The named plaintiff, Darlene Hollins, alleged that she and other consumers were damaged because “they paid for a product that they would not have purchased had it truthfully disclosed that it did not contain Glucosamine Sulfate.” The second amended complaint claimed violations of the California Consumers Legal Remedies Act, the California Unfair Competition Law, the California False Advertising Law, unjust enrichment, restitution, and breach of warranty. The district court held that the methods used by Hollins’ expert witness, Dr. Neil Spingarn, raised Daubert concerns and were not reliable and appropriate under 21 C.F.R. § 101.9(g)(2) for determining whether Walmart’s product was mislabeled. The district court concluded that Walmart had carried its burden of showing that Hollins’s state-law claims were preempted by federal law.

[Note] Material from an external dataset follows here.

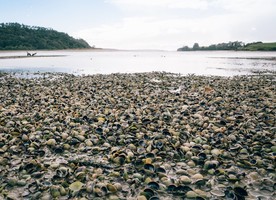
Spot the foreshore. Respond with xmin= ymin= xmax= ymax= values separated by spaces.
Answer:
xmin=0 ymin=72 xmax=276 ymax=200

Hollins contended that her state-law mislabeling claim, which would require the state to impose the rule that a blend of glucosamine hydrochloride and potassium sulfate cannot be labeled glucosamine sulfate or glucosamine sulfate potassium chloride, is not preempted because such a rule is identical to the federal rule. The panel held that Hollins’s claim that Walmart’s product was mislabeled due to being a blend would allow a state to impose a different labeling requirement of Walmart’s product than is imposed § 343(q), and is therefore preempted.
Hollins argued that her claim would not allow a state to impose a labeling requirement on Walmart’s product different from that imposed by § 343(b). She argued that a label can violate § 343(b) even if the label uses the product’s “common or usual name,” as determined by federal testing requirements under § 343(q), because such testing requirements apply only to the information provided in the nutrition panel. The panel disagreed. Section 343(s)(2)(B) permits Walmart to label its dietary supplement with the name of its active ingredient, and the “common and usual” name of that ingredient may be determined pursuant to federal testing requirements. The panel held that Hollins’s proposed rule to the contrary was preempted. The holding in Durnford v. MusclePharm Corp., 907 F.3d 595 (9th Cir.
2018), did not provide otherwise. Nothing in Durnford suggested its analysis applied only to the nutrition panel. This case is governed by Durnford’s holding that the manufacturer’s method for determining the amount of protein in the supplement was authorized by regulation and therefore preempted Hollins’s proposed state-law rule. In addition, the panel rejected the dissent’s reliance on Hawkins v. Kroger Co., 906 F.3d 763 (9th Cir. 2018), and held that Hawkins was inapposite here.
The panel concluded that Hollins’s claims were preempted, and Walmart was entitled to judgment as a matter of law.
Judge Wardlaw dissented in part. In her view, Hollins was not required to comply with the FDA’s testing requirements with respect to her claims outside of the nutrition facts panel. Challenges to the label under 21 U.S.C. § 343(q) are distinct from those to the nutrition facts panel under 21 U.S.C, § 343(q), such that the 21 C.F.R. § 101.9(g) federal testing requirements do not apply to the label outside of the nutrition panel, and, therefore, these state law claims are not preempted by federal law, and can proceed. She wrote that the majority opinion misapplied Durnford, and ran counter to the presumption against preemption.